Jika mendengar kata Banten maka yang terpikir pertama kali oleh saya adalah suatu provinsi di Indonesia yang memiliki budaya religius yang amat kental. Banten memang sudah dicap sebagai provinsi dengan pemahaman keagamaan yang kuat, terutama Islam. Saya sebagai warga Jakarta yang sedang menuntut ilmu di Banten, melihat provinsi ini sebagai provinsi yang Islami dan penuh dengan hal ghaib. Mungkin saya bukanlah orang pertama dan satu-satunya yang berpikiran seperti itu mengingat image ini sudah tersebar ke seluruh pelosok Indonesia.
Kemistisan di Banten kerap dikaitkan dengan ajaran agama Islam. Terlepas dari keduanya memiliki hubungan atau tidak, masyarakat Banten terlanjur mempunyai ciri khas yang membedakannya dari provinsi lain. Ilmu-ilmu kesaktian yang marak di Banten, seperti ilmu kekebalan, jampi-jampi, telepati memang tidak bisa dijelaskan secara logika namun keberadaannya nyata. Debus misalnya, banyak orang berasumsi bahwa debus menggunakan ilmu ghaib dalam pelaksanaannya. Tidak sedikit pula orang yang menganggap debus adalah suatu fenomena fisika belaka yang bisa dijelaskan dengan akal sehat.
Ruangan itu penuh dengan asap rokok saat saya memasukinya. Di dalamnya terdapat beberapa orang yang sedang merokok meski ruangan tersebut menggunakan pendingin ruangan. Saat itu pukul 2 siang, dimana istirahat makan siang seharusnya sudah berakhir dan semua orang semestinya kembali larut dalam pekerjaan. Suasana itulah yang saya dapat ketika memasuki ruang kerja Komisi 2 DPRD Kabupaten Serang-Banten dengan tujuan mencari anggota DPRD yang bersedia saya ajak diskusi tentang topik ini. Duduk di kursinya dengan kaki berlipat dan punggung yang tersender santai, saya melihat Bapak Heri Azhari seorang anggota komisi yang kelihatannya tidak sibuk sama sekali.
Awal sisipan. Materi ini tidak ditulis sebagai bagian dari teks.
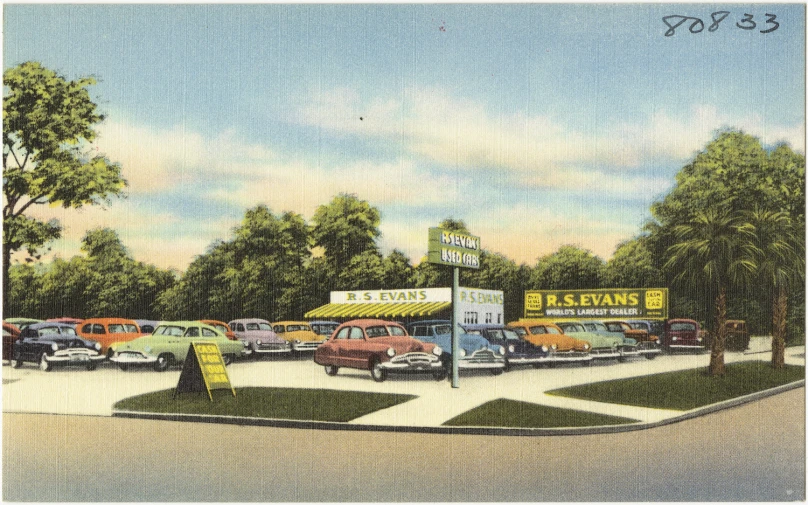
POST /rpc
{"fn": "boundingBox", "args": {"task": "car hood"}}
[420,332,503,354]
[282,330,324,342]
[524,333,589,352]
[370,336,435,354]
[567,331,621,349]
[237,331,285,344]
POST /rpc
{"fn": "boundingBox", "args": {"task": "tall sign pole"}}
[427,227,481,388]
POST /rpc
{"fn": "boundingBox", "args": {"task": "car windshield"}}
[108,324,131,333]
[39,327,60,335]
[433,325,452,334]
[670,322,697,331]
[246,322,273,331]
[312,324,337,335]
[365,326,390,338]
[532,325,560,334]
[558,323,584,332]
[585,322,608,331]
[155,325,185,336]
[211,323,228,332]
[287,325,310,332]
[629,322,647,330]
[487,329,519,341]
[387,325,407,336]
[509,326,527,336]
[605,322,626,332]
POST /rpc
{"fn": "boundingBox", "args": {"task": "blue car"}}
[462,323,552,370]
[308,320,340,339]
[407,320,506,375]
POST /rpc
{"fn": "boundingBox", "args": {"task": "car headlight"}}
[51,343,58,351]
[697,337,703,342]
[295,339,301,344]
[583,343,590,350]
[542,345,548,353]
[257,340,262,345]
[386,347,396,358]
[459,349,467,357]
[94,342,101,351]
[672,336,678,341]
[432,346,443,356]
[497,346,505,355]
[551,344,557,350]
[508,345,515,353]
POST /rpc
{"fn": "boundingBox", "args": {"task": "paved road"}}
[3,388,804,502]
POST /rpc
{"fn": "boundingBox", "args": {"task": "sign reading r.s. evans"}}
[524,288,669,319]
[427,227,480,269]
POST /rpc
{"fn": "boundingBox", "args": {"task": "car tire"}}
[222,354,234,366]
[39,353,52,372]
[490,368,504,376]
[369,358,387,382]
[118,363,129,371]
[645,353,657,360]
[432,369,447,381]
[86,363,97,371]
[153,354,171,372]
[11,354,23,368]
[324,364,339,376]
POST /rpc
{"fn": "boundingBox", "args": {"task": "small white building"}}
[304,287,504,325]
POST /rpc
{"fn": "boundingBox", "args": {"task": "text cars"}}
[314,319,444,382]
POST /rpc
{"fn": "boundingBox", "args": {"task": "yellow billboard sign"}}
[524,288,669,319]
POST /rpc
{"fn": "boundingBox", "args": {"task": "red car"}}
[314,319,445,382]
[3,322,21,363]
[662,319,705,351]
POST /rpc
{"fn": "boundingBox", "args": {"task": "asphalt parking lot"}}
[3,338,804,429]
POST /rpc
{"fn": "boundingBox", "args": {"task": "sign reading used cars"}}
[427,227,480,269]
[175,342,236,401]
[524,288,669,319]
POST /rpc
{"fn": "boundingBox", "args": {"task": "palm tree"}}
[747,208,804,368]
[664,208,757,376]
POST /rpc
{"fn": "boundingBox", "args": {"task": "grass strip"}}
[548,361,804,411]
[442,398,638,428]
[114,387,416,422]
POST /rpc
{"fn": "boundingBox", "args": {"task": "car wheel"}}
[324,364,339,376]
[645,353,657,360]
[118,363,129,371]
[153,354,171,372]
[11,354,23,368]
[86,363,97,371]
[369,358,387,382]
[490,368,504,376]
[222,354,234,366]
[432,369,447,381]
[39,353,52,372]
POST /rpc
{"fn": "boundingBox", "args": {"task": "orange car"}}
[76,318,142,357]
[199,320,238,341]
[506,320,592,365]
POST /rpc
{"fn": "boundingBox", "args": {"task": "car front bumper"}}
[458,349,506,370]
[110,351,158,364]
[47,349,106,365]
[291,340,326,352]
[379,353,444,371]
[548,350,593,363]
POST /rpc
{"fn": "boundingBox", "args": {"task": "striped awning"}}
[304,301,452,319]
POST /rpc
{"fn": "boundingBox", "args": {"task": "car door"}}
[337,326,368,367]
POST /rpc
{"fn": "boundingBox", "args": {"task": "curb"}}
[112,379,805,437]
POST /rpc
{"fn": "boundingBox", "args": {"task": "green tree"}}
[311,193,381,269]
[3,62,127,309]
[747,208,804,368]
[604,237,664,288]
[530,245,606,290]
[664,209,756,376]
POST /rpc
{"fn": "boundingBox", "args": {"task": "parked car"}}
[3,322,21,364]
[603,319,660,359]
[548,320,631,360]
[313,319,445,382]
[11,322,105,371]
[506,320,592,365]
[4,318,43,330]
[272,321,326,352]
[661,319,705,351]
[110,320,245,371]
[725,320,750,352]
[77,318,142,357]
[406,320,506,375]
[309,320,340,339]
[462,323,551,370]
[135,320,160,334]
[46,317,84,327]
[200,320,238,341]
[228,318,291,357]
[627,319,665,342]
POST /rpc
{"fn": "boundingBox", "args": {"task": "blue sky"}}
[4,4,805,271]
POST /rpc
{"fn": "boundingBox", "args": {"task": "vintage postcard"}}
[2,3,805,502]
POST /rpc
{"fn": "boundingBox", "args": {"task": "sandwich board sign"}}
[174,341,236,401]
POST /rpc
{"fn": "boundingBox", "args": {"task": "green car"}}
[110,320,245,371]
[552,321,626,361]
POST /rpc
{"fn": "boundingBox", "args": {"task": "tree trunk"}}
[771,284,788,369]
[709,286,727,376]
[2,244,10,315]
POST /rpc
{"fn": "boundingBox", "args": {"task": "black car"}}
[12,322,105,371]
[462,323,552,371]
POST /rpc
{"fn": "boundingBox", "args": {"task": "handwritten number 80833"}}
[663,12,779,36]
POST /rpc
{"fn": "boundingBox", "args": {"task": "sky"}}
[3,3,805,272]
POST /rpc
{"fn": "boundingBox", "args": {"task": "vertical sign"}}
[175,341,236,401]
[428,227,482,388]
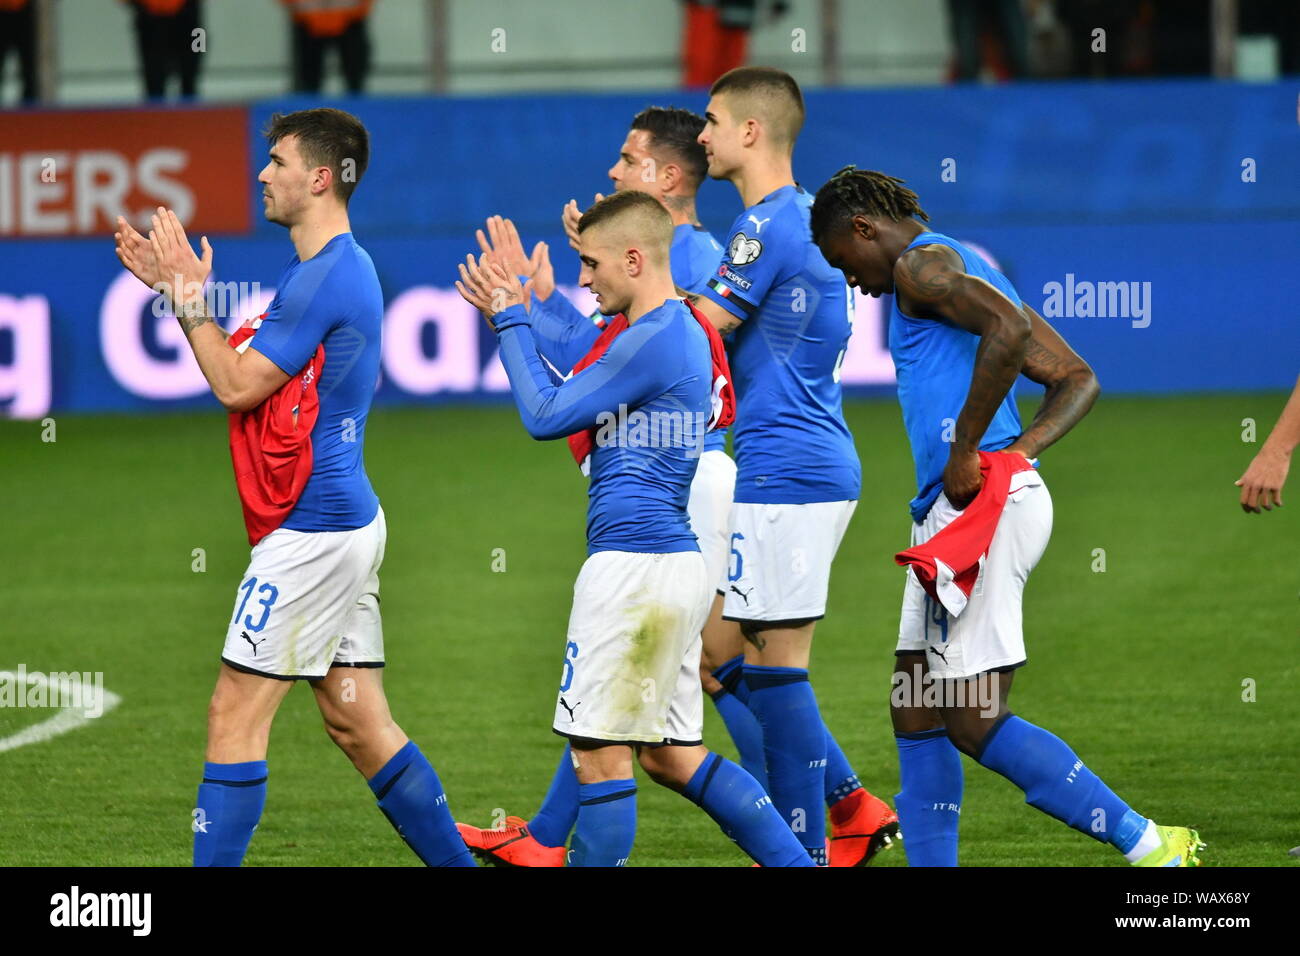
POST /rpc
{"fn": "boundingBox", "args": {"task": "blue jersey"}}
[670,223,727,453]
[670,222,724,295]
[702,184,860,504]
[891,232,1024,523]
[494,298,712,556]
[528,220,728,452]
[249,232,381,532]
“Siapa yang bisa menjamin bahwa ilmu hitam seperti dalam debus itu menggunakan unsur agama? Tidak ada, kan? Jadikanlah ini sebagai sebuah kebudayaan semata, bukan suatu hal yang negatif,” jawab beliau setelah menghentikan isapan nikotinnya demi berdiskusi dengan saya. Ia juga mengatakan bahwa citra Banten saat ini justru merupakan sebuah keuntungan. Banten mempunyai identitas meskipun identitas tersebut berhubungan dengan hal mistis. Namun akan menjadi momok yang menakutkan jika ilmu-ilmu tersebut digunakan untuk main-main dan merugikan orang lain, seperti santet misalnya.
Sempat terlintas dalam benak saya jika kekuatan ilmu magis yang ada di Banten memiliki pengaruh sebesar itu. Saya penasaran apakah ilmu-ilmu tersebut sudah masuk ke dalam ranah pemerintahan dan digunakan oleh segelintir orang untuk mendapatkan kekuasaan. Pak Heri menuturkan bahwa penggunaan ilmu magis sebenarnya sudah diatur dalam perundang-undangan yang berlaku saat ini. Segala bentuk kekerasan yang dilakukan menggunakan ilmu magis dikenakan sanksi yang sama dengan kekerasan yang dilakukan secara langsung.
Entah benarkah ada orang-orang yang memanfaatkan identitas Banten ini sebagai sarana dalam mendapatkan kekuasaan atau tidak. Namun ada baiknya jika ilmu-ilmu ini cukup dijadikan kebudayaan saja tanpa masuk ke ranah politik atau ranah-ranah lainnya. Pemerintah daerah seharusnya memberikan sanksi yang lebih spesifik dalam penggunaan ilmu magis di luar tujuan melestarikan kebudayaan sehingga tidak disalahgunakan oleh mereka yang memiliki kepentingan. Janganlah karena beberapa orang yang menyalahgunakannya menjadikan Banten dipandang negatif oleh masyarakat di luar provinsi tersebut, namun dipandang sebagai sebuah kebudayaan warisan bangsa.